Ele afirmou que sua tia foi encontrada morta em sua cama, após ter dormido próxima ao aparelho. Ela teria deixado o celular próximo ao rosto, e a explosão aconteceu em algum momento durante o sono.

O perfil ainda disse que o aparelho era utilizado apenas para ligações e para visualização de vídeos no YouTube, entre outras tarefas básicas. Ele também cobrou um posicionamento da marca, afirmando que “é responsabilidade da marca oferecer suporte”.

A Xiaomi já fez um pronunciamento oficial na própria postagem, por meio de seu perfil voltado para usuários indianos. A marca afirmou que uma investigação será iniciada para determinar as causas da explosão:

“Na Xiaomi Índia, a segurança do consumidor tem máxima importância, e levamos este assunto extremamente a sério. Neste momento, nosso time está tentando entrar em contato com a família afetada, para determinar a causa do acidente.”

Entretanto, a empresa não afirmou se os detalhes desta análise ficarão disponíveis ao público em algum momento, e nem deu prazos em relação a possíveis respostas para o caso.
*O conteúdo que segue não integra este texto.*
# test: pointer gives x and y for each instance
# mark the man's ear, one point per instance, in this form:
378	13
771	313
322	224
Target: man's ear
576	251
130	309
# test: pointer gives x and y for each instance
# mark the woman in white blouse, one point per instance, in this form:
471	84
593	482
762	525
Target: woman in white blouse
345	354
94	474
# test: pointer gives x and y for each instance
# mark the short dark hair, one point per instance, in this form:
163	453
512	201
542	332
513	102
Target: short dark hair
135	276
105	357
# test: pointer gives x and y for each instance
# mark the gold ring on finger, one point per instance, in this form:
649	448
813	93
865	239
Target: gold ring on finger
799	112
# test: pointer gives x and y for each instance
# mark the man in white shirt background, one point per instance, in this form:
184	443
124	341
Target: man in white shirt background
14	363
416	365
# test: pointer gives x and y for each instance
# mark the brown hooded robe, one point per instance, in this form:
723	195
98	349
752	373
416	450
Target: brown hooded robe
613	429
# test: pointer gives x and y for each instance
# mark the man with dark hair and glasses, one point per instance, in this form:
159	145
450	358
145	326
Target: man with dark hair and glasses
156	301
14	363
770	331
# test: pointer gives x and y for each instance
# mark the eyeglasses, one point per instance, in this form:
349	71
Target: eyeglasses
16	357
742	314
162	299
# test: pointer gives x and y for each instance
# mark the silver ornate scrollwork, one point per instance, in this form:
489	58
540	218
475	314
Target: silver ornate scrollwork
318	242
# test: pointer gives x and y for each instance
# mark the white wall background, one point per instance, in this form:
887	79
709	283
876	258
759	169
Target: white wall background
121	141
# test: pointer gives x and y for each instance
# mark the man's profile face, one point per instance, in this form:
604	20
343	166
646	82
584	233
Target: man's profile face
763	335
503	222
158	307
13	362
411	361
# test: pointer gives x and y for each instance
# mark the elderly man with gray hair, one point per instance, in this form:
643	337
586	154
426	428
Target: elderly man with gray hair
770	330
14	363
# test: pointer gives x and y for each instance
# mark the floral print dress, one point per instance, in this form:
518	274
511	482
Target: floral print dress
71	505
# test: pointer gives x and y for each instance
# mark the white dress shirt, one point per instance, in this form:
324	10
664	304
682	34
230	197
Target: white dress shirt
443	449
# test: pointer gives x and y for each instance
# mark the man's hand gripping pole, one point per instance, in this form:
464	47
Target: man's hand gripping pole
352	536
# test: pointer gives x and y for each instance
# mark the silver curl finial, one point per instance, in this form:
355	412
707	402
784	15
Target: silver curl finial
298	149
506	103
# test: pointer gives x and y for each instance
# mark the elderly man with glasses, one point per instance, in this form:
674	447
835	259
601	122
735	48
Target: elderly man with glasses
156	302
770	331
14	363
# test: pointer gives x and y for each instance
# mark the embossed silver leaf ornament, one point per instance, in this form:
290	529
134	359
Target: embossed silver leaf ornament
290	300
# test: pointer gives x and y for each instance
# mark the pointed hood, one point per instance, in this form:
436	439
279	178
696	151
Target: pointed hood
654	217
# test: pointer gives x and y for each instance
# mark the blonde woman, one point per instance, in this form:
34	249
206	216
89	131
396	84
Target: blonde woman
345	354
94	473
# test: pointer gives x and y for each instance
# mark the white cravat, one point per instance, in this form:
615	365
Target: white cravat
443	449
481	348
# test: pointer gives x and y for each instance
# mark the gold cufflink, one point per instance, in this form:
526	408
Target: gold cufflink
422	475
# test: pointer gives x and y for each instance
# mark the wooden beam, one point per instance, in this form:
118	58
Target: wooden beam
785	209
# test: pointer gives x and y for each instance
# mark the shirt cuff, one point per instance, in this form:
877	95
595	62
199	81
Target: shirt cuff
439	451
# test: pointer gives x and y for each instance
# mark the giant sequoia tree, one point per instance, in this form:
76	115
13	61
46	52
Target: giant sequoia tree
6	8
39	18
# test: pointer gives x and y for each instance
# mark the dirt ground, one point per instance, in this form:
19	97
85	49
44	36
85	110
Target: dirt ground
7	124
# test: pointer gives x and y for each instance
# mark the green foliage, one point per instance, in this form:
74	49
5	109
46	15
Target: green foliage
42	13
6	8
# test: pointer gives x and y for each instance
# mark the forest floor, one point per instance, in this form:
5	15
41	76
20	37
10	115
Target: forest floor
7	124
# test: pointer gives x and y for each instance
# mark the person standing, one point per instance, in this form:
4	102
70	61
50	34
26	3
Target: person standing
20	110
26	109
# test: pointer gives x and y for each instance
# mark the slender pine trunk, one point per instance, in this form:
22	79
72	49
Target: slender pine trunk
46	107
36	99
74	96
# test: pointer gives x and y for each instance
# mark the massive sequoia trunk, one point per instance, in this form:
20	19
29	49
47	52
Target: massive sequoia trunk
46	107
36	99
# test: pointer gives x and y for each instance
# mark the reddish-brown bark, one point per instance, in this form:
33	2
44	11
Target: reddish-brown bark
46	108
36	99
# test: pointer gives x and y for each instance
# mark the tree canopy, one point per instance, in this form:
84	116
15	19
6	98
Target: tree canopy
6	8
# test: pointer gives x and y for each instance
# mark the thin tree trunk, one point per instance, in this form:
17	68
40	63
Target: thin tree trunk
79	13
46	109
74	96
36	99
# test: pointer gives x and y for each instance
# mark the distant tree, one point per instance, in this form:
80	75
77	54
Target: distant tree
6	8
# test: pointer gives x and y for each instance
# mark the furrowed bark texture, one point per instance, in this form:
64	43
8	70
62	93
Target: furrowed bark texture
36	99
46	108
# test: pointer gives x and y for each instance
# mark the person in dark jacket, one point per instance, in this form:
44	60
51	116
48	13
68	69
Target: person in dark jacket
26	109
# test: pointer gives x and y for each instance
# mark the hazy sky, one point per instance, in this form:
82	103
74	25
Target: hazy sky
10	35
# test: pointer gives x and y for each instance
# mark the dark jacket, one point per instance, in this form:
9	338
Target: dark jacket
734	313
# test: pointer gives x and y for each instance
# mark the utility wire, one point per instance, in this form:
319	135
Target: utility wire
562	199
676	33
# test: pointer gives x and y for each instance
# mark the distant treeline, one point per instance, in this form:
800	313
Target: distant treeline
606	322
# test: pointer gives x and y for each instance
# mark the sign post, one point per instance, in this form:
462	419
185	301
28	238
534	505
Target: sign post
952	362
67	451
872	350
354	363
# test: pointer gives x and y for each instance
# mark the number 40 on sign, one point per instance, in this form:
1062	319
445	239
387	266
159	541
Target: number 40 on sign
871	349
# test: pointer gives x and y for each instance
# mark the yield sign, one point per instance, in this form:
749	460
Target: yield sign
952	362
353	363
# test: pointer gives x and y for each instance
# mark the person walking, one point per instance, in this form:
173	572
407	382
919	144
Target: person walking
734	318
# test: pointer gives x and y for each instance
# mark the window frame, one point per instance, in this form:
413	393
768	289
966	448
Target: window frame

Cliente cobrou suporte por parte da Xiaomi (Imagem: Imagem: Twitter/@Mdtalk16)
Cliente cobrou suporte por parte da Xiaomi (Imagem: Imagem: Twitter/@Mdtalk16)

O Redmi 6A foi oficializado em 2018, e não é mais vendido de forma oficial pela Xiaomi. Entretanto, o dispositivo ainda pode ser encontrado em marketplaces e diversas lojas do tipo — até o momento, não há nenhuma restrição à comercialização do smartphone.

Celular e sono não combinam

Especialistas já indicaram anteriormente que não é recomendável dormir próximo a um celular, especialmente com ele embaixo do travesseiro. Nestes casos, o risco de superaquecimento é potencializado — e, consequentemente, de explosão.

Vários outros problemas estão relacionados ao conjunto celular + sono: além de poder prejudicar a visão e causar cansaço extra, o hábito pode ainda desenvolver a nomofobia, o medo de ficar sem celular.

Supostos efeitos prejudiciais da radiação emitida pelos celulares no cérebro humano ainda não foram comprovados pela ciência, mas mesmo assim o melhor é deixar o smartphone longe na hora do descanso!